Annual data VS Monthly data VS Quarterly data for a VAR model

Question

I have read blogs posts that say one should use monthly, quarterly or annual data depending on whether you want to predict monthly, quarterly or annual outcome respectively.

So I guess the same applies to studying the dynamics of two or more variables using a VAR model. For example, the response of $y_t$ to a shock in $x_t$ should be expected to be different at monthly, quarterly and annual frequencies, right? It appears so in my experiment in the attached figure.

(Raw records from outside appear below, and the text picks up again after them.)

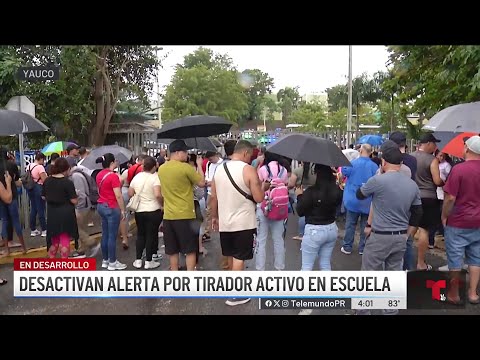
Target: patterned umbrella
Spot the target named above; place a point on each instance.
(56, 147)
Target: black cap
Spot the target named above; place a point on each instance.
(177, 145)
(398, 137)
(428, 138)
(72, 147)
(391, 153)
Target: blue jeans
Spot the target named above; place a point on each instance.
(10, 214)
(301, 225)
(37, 208)
(462, 243)
(408, 259)
(277, 228)
(318, 240)
(110, 224)
(350, 226)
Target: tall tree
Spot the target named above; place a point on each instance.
(337, 97)
(91, 80)
(257, 85)
(289, 99)
(205, 84)
(432, 78)
(127, 69)
(314, 115)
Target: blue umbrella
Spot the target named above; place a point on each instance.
(374, 140)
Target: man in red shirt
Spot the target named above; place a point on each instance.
(461, 218)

So saying that "the response of $y_t$ to a shock in $x_t$ is positive" is incomplete, I guess. Perhaps, it is better to say, "the response of $y_t$ to a shock in $x_t$ is positive at annual frequency, negative at quarterly frequency, and so on".

Or it is that the results should be similar irrespective of the frequency of the data?

Answer 1

For example, the response of $y_t$ to a shock in $x_t$ should be expected to be different at monthly, quarterly and annual frequencies, right?

Generally (and usually), yes.

Or it is that the results should be similar irrespective of the frequency of the data?

Generally (and usually), no. The answer to your question depends on the underlying data generating process (DGP). You can take an example process and analyze it at different levels of time aggregation analytically to figure out implications for what happens when we look at it using different frequencies. E.g. take a monthly AR(1) process $$ y_t=\varphi_1 y_{t-1}+\varepsilon_t $$ and see how it behaves when aggregated to quarterly or annually: $$ \sum_{i=1}^{3}y_{t-i+1}=f\left(\sum_{i=1}^{3}y_{t-3-i+1}\right)+u_t $$ and $$ \sum_{i=1}^{12}y_{t-i+1}=g\left(\sum_{i=1}^{12}y_{t-12-i+1}\right)+v_t $$ where you need to figure out $f(\cdot)$ and $g(\cdot)$ based on the original AR(1) model.